Tuesday, May 27, 2008

South Africa Constitutional Court on open justice and national security

The South African Constitutional handed down its judgment in Independent Newspapers (Pty) Ltd v Minister for Intelligence Services last week. In what seems like a reasonably good judgment, the Court ruled that the in-camera evidence in the case of former National Intelligence Agency chief Billy Masetlha be made available to the public, but that certain disputed parts should not be published. This follows Independent Newspapers' application to get access to restricted material in the case of the former spy boss. The Minister for Intelligence Services, Ronnie Kasrils, had opposed the application on the grounds that the material was classified and could not be divulged, citing national security concerns.
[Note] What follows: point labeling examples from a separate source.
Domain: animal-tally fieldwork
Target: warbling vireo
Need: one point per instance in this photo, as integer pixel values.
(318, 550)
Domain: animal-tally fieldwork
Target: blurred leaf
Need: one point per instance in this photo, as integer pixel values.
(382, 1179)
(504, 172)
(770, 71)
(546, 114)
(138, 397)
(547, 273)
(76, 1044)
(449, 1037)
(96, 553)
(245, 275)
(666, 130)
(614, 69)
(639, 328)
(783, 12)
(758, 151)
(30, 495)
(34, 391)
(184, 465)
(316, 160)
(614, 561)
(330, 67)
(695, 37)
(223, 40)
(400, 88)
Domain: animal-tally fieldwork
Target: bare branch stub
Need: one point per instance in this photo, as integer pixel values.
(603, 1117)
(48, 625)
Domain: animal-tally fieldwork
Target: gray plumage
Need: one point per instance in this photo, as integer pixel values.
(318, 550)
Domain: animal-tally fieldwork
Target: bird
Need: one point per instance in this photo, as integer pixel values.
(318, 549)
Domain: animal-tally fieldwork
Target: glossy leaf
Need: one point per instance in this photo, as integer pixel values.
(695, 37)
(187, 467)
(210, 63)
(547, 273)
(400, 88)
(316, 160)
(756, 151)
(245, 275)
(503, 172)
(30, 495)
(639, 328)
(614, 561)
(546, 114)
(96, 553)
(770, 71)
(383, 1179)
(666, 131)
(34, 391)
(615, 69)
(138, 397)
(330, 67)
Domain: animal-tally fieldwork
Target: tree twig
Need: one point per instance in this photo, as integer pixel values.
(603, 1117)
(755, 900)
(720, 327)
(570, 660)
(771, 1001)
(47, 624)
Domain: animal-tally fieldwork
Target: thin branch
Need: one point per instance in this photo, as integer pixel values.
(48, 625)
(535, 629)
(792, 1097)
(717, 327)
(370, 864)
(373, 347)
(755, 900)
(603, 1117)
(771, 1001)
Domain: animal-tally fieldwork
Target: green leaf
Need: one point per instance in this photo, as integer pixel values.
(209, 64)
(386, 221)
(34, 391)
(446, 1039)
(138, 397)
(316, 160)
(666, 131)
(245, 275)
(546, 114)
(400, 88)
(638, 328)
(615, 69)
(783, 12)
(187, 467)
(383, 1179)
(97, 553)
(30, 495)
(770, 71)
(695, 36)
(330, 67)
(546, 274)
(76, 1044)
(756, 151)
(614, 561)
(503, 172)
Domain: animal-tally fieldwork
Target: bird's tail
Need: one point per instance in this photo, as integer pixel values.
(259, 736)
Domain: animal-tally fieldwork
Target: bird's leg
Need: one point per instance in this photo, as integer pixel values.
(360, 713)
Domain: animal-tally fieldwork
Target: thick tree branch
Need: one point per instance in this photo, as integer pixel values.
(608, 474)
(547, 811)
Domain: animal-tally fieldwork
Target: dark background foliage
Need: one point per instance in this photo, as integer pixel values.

The following is from the Court's press release:

Writing for the majority, Moseneke DCJ considered the cluster of rights that establish the right to open justice. He observed that the right to open justice is not absolute, but that a court must decide in all the circumstances of a particular case whether its limitation is in the interests of justice. Moseneke DCJ recognised that what is in the interests of justice has to be considered in the light of two competing constitutional claims: the first being open justice; and the second being the government’s obligation to pursue national security. In considering the Minister’s argument that the fact that documents are classified renders them immune to disclosure, he held that the mere fact that the documents in a court record carry a security classification does not oust the jurisdiction of a court to decide whether they should be protected from disclosure to the media and public.

Moseneke DCJ then considered each of the documents separately. He ruled that the whole of the in camera affidavit made by Mr Masetlha should be made available to the public but that the three disputed annexures to the affidavit should not.

Yacoob J wrote a dissenting judgment. He held that all the documents should be released to the public mainly because the information in them is in the public interest. The national security interest, he reasoned, may be protected by further redaction of the documents. His judgment emphasises that the public version of the Inspector General’s report by the government was both misleading and deceptive and took the view that the Court should not be used as an instrument for concealment in the circumstances.

Yacoob J further held, in relation to the interlocutory application, that it would have been in the interests of justice for the documents to be made available to the legal representatives of Independent Newspapers and some of their senior personnel to help Independent Newspapers prepare their case.

Sachs J in his judgment, which aligns itself with the outcome proposed by Yacoob J, placed reliance on the constitutional principle of openness to justify the disclosure of the relevant material. In contrast to the hegemonic and secretive agencies of the past, he reasoned, the South African intelligence services are required at all times to act within the limits defined by the Constitution, and in line with the spirit and purport of the Constitution. Sachs J concluded that more damage would be done to the national interest in general, and to the vitality of the intelligence service in particular, by withholding stale and routine information about the workings of the agency, than by allowing the normal rules governing public access to all court documents to apply.